On the surface, this situation would suggest a gold mine to anyone in the UX profession, since the implications are that there is tons or work we need to help with. And indeed, one might argue that the opposite situation would be worse, and I agree. However, as device-agnostic design becomes a core demand from clients, a non-trivial mission is being viewed by the people who pay for it, as trivial. In other words - They want to pay less, to get more, and as usual - faster. It makes sense, from the client's perspective, because, when you look at a good simple design, it looks so simple, so easy to do...just like competitive ice-skating, perhaps. Only those who went through a design project can appreciate the complexities.

In the grand scheme of things, however, these are early days, Adding to the mess created by multiple operating systems, web-browsers and other competing standards, we now have to deal with more operating systems for mobile device, and the devices of course. The situation is not sustainable. period. Customers demand, and rightly so, access using their device, and they don't care, and should not care about the incompatibility issues.Responsive design is the latest savior of the day because it promises to reduce the costs and complexities associated with developing and maintaining apps on all devices known to Human Kind, with some clever techniques that make a website respond to the device it is use on. No dedicated apps are needed.

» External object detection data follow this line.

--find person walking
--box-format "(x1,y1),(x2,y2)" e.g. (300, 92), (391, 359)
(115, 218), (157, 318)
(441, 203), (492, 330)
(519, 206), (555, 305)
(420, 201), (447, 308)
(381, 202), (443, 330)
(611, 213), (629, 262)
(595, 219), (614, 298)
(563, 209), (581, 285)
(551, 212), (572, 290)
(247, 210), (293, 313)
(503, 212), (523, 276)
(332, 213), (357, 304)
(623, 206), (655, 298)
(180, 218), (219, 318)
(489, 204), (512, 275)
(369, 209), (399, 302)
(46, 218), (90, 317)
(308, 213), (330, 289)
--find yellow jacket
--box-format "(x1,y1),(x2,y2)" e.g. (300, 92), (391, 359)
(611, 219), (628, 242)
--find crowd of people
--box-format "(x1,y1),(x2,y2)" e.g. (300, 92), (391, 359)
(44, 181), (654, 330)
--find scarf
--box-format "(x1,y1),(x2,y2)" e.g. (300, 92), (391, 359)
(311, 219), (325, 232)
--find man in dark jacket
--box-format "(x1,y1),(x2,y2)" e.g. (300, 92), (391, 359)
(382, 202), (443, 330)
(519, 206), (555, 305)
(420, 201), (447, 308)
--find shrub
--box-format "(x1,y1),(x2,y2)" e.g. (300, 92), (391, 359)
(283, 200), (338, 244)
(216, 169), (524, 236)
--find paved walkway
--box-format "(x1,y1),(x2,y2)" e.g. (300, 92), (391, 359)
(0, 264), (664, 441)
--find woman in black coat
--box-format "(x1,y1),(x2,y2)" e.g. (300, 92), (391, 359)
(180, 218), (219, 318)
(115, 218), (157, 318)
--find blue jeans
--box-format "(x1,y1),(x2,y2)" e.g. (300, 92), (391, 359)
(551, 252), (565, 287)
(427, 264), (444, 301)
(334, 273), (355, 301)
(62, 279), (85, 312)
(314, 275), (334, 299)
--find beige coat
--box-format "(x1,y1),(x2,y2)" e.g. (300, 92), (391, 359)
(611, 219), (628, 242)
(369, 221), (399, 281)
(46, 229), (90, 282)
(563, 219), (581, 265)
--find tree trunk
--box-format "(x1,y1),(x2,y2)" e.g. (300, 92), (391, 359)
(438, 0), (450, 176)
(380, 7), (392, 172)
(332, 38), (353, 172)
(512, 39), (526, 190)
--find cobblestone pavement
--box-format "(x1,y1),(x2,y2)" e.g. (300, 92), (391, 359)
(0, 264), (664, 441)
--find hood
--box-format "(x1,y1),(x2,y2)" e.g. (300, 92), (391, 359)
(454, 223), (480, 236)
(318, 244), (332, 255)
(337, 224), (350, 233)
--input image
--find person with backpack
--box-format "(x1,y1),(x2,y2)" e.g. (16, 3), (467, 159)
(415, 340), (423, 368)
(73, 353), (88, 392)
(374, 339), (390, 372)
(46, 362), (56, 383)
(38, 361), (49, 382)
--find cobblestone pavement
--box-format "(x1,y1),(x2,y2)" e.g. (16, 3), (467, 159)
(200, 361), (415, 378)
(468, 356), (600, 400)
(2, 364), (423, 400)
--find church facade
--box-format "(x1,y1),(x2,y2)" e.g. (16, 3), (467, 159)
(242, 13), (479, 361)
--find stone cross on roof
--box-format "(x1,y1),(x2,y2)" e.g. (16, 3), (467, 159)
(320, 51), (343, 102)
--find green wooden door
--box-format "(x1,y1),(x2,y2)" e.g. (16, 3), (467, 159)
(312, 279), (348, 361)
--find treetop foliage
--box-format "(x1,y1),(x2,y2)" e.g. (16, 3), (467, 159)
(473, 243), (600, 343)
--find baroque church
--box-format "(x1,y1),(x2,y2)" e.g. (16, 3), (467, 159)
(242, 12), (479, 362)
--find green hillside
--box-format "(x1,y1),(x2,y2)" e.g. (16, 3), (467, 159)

So back to us, UX practitioners, who got comfortable with our dedicated no-programing-needed prototyping tools. Responsive design requires multiple distinct experiences that will be displayed dynamically on the device, based on it's size and orientation. If you use a tool such as Axure, it may be tempting to prototype the various experience permutations AS WELL AS the dynamic, fluid transformation between one state to another. I have seen several examples posted here and there, and the approaches are well intentioned, clever and in some cases even appropriate.
But for any project of meaningful size, responsive design should be approached with excitement mixed with dread: 
  • Do our stakeholders understand what we are getting ourselves into?
  • Do we understand?
In speaking with colleagues in the US and Eurpoe, I'm getting the impression that UX might be sliding into a state of chaos, with companies scrambling to develop presence across the new mobile frontier, but lack the time, budget and expertice to get this done. Most our prototyping tools are not well equipped with the demands of a single complex, multi-phased, mulit-release project, and the compaunding weight of simultanious interfaces in not sustainable.